ONG, bonne conscience de l'Occident ?
Aux Sources
Bertrand Bréqueville
Impartialité, neutralité : ces principes proclamés haut et fort par les ONG humanitaires deviennent de plus en plus intenables. A l’heure où les dévastations engendrées par le capitalisme atteignent un point de non-retour, que la guerre refait surface, le refus de l’engagement des ONG confine à la faute morale et politique.
Mais peut-il en être autrement ? Peuvent-elles être autre chose que de simples gestionnaires de la misère ? Se pencher sur leur histoire permet d’en douter. En effet, l’émergence des ONG humanitaires coïncide avec l’imposition dans le monde entier, et notamment dans les pays du Sud, des recettes néolibérales. Dès lors, leur rôle consiste à se substituer à la puissance publique, à réparer les dégâts causés par les plans d’ajustement structurel du FMI. Volontiers apolitiques, leur action contribue pourtant à asseoir et légitimer le nouvel ordre économique mondial.
Parallèlement, l’humanitaire s’est construit en opposition radicale avec les grandes idéologies libératrices du tiers-monde : le panafricanisme, le nationalisme arabe, le tiers-mondisme, la théorie de la dépendance... Porté par des figures médiatiques comme Bernard Kouchner, Raymond Aron ou Bernard-Henri Lévy, qui revêtissent alors les habits de sauveur de l’homme blanc, l’humanitaire contribue à transformer le regard sur les peuples du Sud : hier combattants de la libération, ils implorent désormais le secours occidental.
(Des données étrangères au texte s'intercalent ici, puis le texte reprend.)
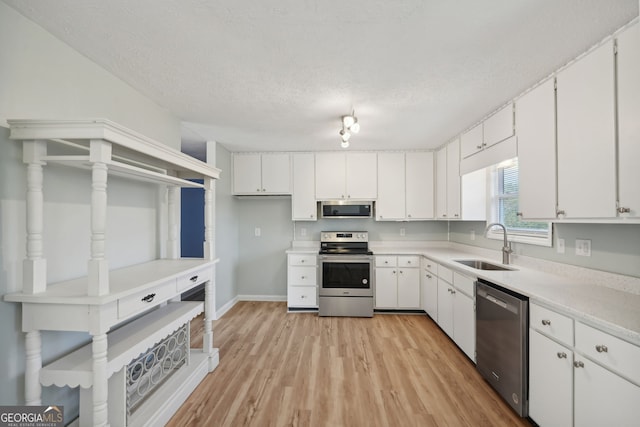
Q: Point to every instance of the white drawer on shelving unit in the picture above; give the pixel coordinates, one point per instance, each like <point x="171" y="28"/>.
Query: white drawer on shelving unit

L’écrivaine indienne Arhundhati Roy le résume ainsi : « Les appels de détresse apolitiques – et donc, en réalité, éminemment politiques – en provenance des pays pauvres et des zones de guerre présentent au final les sombres gens de ces sombres pays comme des victimes pathologiques. Encore un indien sous-alimenté, encore un Ethiopien mourant de faim, encore un camp de réfugié afghan, encore un Soudanais mutilé... et tous en grand besoin de l’aide de l’homme blanc. Sans le vouloir, les ONG renforcent les stéréotypes racistes et mettent l’accent sur les succès, les avantages et la compassion (aimante et sévère) de la civilisation occidentale. Elles sont les missionnaires séculaires du monde moderne »
Fort d’une expérience de vingt-cinq ans dans l’humanitaire, Bertrand Bréqueville livre une critique sans concessions d’un milieu devenu la bonne conscience de l’Occident. Prônant une véritable « résistance humanitaire » afin de sortir les ONG de leur passivité complice, il les appelle notamment à nouer des alliances avec les syndicats et partis politique, seule stratégie à même de peser de manière conséquente sur les rapports de force.